When it comes to preparing for a job interview, most adults are advised to practice with a friend before heading in. After all, job interviews are often nerve-wracking experiences for even the most confident people. That’s the thinking behind a virtual reality tool developed by students at Murray High School, part of the Albemarle County Public Schools district in Charlottesville, VA.
According to a recent article by The Daily Progress in Charlottesville, Murray is just one of 20 schools selected by the Massachusetts Institute of Technology (MIT) to participate in a project aimed at enhancing the maker curriculum in classrooms.
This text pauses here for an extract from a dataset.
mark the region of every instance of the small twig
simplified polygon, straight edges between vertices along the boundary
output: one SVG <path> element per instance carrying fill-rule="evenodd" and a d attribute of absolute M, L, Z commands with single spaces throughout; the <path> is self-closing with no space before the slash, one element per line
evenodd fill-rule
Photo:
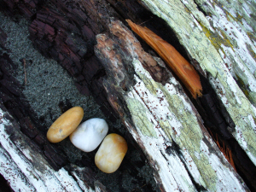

The maker curriculum is based on a movement that encourages hands-on learning experiences and inspiring creativity and innovation in schools. To learn more about the Maker Movement, visit Makerspace for Education.
Murray students’ challenge? To create a virtual reality tool to help people prepare for job interviews. Murray’s “maker space,” or the actual classroom space devoted to building and interacting with tangible objects, made it a desirable candidate for MIT’s project. Albemarle County Public Schools is becoming a model for maker learning—in July of 2017, the district hosted superintendents and administrators from all over the country as part of an effort by Digital Promise to showcase a successful and sustaining maker learning program in action. (Source: CBS 19 News in Charlottesville.)
Currently, Murray students are researching job interviews and tactics. That research will be incorporated into the simulation for their virtual reality tool.
“The value in maker-centered learning is the process itself,” said Murray teacher Dustin West, speaking to The Daily Progress. “It’s not that [virtual reality] is making, it’s the way that this class is thinking about it.”
The maker project on job interview prep is expected to last the whole school year.